CP, pp. 1578-1589 (C13 §17).
Gramsci parle des polémiques
idéologiques, religieuses, philosophiques, politiques quise déroulent
autour des mille phénomènes par lesquels la crise se manifeste
(les différentes formes par lesquelles la résistance des
ouvriers, des travailleurs, des masses populaires s’exprime, les
différentes formes de massacre social des gouvernements de la
bourgeoisie impérialiste qui forment une guerre d’extermination
non-déclarée contre les masses populaires et, quant aux
phénomènes plus éclatants, les suicides, les meurtres de femmes,
etc. etc.).
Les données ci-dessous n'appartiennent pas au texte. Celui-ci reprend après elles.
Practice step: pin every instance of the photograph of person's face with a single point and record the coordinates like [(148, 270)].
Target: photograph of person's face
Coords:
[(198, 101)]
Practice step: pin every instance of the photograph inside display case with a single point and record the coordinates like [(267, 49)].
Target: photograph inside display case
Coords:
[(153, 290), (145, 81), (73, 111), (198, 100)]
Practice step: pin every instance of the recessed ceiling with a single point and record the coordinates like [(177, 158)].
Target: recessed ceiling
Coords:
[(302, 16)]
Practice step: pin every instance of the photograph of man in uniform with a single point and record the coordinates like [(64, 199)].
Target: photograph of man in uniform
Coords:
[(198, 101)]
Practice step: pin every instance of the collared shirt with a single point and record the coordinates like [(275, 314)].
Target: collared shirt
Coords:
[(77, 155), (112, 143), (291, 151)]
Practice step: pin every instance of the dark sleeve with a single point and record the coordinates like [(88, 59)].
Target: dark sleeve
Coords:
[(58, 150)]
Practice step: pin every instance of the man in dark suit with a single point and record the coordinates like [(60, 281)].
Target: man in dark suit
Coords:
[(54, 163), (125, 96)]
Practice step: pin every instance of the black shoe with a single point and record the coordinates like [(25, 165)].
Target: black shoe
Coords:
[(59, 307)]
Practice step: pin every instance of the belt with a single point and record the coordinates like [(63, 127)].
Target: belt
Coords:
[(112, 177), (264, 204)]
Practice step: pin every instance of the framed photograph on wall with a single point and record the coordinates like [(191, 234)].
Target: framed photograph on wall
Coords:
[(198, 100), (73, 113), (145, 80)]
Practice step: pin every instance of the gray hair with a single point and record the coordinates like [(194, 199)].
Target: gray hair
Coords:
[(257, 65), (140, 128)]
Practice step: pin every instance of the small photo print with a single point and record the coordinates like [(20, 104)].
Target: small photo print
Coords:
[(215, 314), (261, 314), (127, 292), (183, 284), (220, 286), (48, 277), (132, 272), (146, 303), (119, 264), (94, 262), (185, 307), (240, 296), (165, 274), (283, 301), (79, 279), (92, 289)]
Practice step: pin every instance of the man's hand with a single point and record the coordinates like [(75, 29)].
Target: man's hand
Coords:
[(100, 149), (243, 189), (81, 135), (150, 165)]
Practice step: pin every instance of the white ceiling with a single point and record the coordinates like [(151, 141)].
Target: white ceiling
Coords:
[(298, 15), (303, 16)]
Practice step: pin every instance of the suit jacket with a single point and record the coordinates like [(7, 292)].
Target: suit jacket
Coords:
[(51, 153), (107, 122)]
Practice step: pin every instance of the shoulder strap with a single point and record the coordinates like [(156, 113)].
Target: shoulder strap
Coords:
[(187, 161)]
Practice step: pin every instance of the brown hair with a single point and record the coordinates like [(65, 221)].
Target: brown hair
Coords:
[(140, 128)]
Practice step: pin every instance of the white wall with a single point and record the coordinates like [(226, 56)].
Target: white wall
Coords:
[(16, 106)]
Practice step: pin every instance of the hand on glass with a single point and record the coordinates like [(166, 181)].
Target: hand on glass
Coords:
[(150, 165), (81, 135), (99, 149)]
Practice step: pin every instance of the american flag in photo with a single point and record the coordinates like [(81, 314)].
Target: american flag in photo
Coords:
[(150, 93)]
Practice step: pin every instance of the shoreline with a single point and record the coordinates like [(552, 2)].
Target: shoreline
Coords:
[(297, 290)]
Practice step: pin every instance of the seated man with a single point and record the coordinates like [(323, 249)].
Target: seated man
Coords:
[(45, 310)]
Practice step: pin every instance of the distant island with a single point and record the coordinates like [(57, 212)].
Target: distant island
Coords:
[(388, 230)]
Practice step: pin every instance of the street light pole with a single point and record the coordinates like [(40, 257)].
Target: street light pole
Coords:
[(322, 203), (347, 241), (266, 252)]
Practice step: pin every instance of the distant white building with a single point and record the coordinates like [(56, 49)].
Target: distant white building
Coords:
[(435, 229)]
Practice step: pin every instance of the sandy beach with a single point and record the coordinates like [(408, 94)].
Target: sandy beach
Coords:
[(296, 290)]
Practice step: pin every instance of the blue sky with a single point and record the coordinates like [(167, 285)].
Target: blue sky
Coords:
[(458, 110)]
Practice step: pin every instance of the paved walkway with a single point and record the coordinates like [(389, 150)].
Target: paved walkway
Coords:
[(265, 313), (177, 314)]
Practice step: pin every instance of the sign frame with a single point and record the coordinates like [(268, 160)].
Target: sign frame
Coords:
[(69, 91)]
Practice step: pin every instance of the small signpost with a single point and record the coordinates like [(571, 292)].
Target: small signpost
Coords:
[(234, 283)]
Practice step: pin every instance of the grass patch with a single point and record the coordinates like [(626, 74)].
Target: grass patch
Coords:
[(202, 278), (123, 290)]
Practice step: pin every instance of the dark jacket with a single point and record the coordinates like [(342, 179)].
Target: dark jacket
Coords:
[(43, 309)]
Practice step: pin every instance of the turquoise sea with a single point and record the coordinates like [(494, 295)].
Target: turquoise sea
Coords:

Ces polémiques n’ont un sens que si elles convainquent et in fine ne se
démontrent vraies que lorsqu’elles vainquent. Dans l’affrontement, les communistes sont autant
convaincants que vainquants parce qu’ils relient le
phénomène occasionnel à la question générale, c-à-d. à la crise
; parce qu’ils ont une conception du monde qui d’un côté a
connaissance de la nature de la crise, de l'autre a la stratégie
pour la surmonter (la GPR de LD). Convaincre, c-à-d. conquérir
“les cœurs et les esprits” des masses populaires, est ce qui
décide de l’issue de la guerre. Il suffit de voir tout
l’appareil mis en place par la bourgeoisie impérialiste pour
convaincre les masses populaires qu’il est juste d’aller à la
misère et à la mort pour sauver une classe politique en
putréfaction et le système financier derrière elle, géré par un
infime groupe de criminels au niveau international et dans
chaque pays, qui se font passer pour ‘Communauté internationale’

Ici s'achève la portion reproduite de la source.